Rights vs. Responsibilities
Jared was just beside himself.
The moment our coaching call started, he launched right into a panting tirade.
His employees were all furious about his General Manager, Carla. They had filed into his office, one-by-one, throughout the week, complaining about her.
“She’s always up in my business!”
“I can’t work with her breathing down my neck every second of the day.”
“If she assigns me that job, she needs to just let me do it!”
“This kind of micromanagement is why I had to leave my last job.”
And the worst part was unsaid, “And it’s why I might leave this one too.”
Jared trusted Carla. It wasn’t about the trust. But she was young. Too young, maybe, for the responsibility of General Manager. But, again, he trusted her. She worked hard. She was smart, motivated, and believed in the company’s brand with her whole heart. So Jared was determined to help her grow into her role.
Once Jared had spilled it all out there, I knew this was the direction our meeting was headed today. So I just started with a question:
“Jared, why do you think Carla is so controlling?”
Jared paused for a moment. I could tell he was digging into his intuition here…
“I can’t say for sure. I mean, I’m checking in with her daily – a couple times a day, actually. I know she is struggling, so I want to help her do this right. She’s a valuable employee, and a great part of the team. We even meet every Monday to outline her schedule and identify her priorities, but micromanagement is certainly not on that list”, he said in frustration. “I’m constantly helping her do this job right, and I cannot understand why she is struggling so much.”
I let that sit there for a moment.
Then I repeated it back to him.
What I knew about Jared was that his company didn’t suffer from a deficit of care. Everyone on his team believed in their shared collective purpose as a company. The values and branding work we’d already done together was airtight.
“You just care so much, right? I can hear it in the way you talk about it. In fact, you care so much that your strength has actually become your weakness.”
“I don’t understand. How can that be?”
“Think about it for a moment. You’ve given Carla the responsibility of managing your on-site operations, including your people. It’s a daunting responsibility, for sure. But by meeting with her ten times or more every week, you’re not giving her an equal proportion of rights.”
“But I just want her to do a good job!”, he retorted.
“That’s clear”, I said. “And that’s exactly what Carla would say if you shared your employees’ complaints with her. Do you see the connection?”
Carla’s rights have to match up with her responsibilities. There must be a balance, or she will feel micromanaged as well. Jared was modeling the dysfunction in perfect form. She needs the right to forge her own path, manage her own relationships. She deserves the right to succeed. She deserves the right to fail. And all in balanced proportion to her responsibilities.
With too much responsibility and not enough rights, we often feel like we’re being micromanaged. We don’t have agency to execute on those responsibilities. All the work, with none of the ownership.
The other side of that spectrum is equally dysfunctional.
Too many rights, without an equal measure of responsibility will result in unbridled entitlement, insufficient guidance, and poor buy-in, among other things. If you give your teenager a car, but don’t hold them accountable for the consequences of that huge responsibility, what could possibly go wrong? We all know the answer to that.

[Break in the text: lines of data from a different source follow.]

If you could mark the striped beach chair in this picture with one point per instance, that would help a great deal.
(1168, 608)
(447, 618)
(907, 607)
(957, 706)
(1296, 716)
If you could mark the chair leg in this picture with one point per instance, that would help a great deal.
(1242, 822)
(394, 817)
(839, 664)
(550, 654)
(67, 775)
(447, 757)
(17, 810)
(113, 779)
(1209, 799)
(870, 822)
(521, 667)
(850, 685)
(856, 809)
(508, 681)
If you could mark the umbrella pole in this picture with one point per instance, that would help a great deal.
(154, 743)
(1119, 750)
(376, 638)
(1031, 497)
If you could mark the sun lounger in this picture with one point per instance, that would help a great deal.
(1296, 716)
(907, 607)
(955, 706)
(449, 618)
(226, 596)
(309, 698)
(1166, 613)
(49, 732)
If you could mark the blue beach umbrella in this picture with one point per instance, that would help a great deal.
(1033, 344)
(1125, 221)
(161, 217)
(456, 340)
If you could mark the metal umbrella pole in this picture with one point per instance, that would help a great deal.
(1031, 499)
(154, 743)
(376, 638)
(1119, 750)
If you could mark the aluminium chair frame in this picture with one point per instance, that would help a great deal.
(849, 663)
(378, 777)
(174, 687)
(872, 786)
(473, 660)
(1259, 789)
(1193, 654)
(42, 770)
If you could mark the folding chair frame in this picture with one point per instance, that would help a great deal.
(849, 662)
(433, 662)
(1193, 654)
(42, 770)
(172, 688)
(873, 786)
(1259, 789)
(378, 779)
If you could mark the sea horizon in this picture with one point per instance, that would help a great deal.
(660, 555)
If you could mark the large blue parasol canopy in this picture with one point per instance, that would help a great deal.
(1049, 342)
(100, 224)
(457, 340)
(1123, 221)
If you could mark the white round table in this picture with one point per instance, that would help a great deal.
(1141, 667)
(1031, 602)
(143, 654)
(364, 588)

Each of those dysfunctions can absolutely come from the best of intentions. For Jared, it was his deep level of care that prompted his ten meetings every week with Carla. For the parent who doesn’t take the car away after their teenager’s first speeding ticket, it could be said that they just don’t want to see their kid have to walk to school in the snow.
Nobody is saying it’s a nefarious dysfunction. But it’s toxic nonetheless, when that level of care gets off its leash.
Jared and I ended the call by cashing in on a two-for-one special. He got a chance to see the need for his General Manager to balance rights with responsibilities, and equally as valuable, Jared got to see how his own relationship to control was being emulated by his team.
And that is where his work needed to start.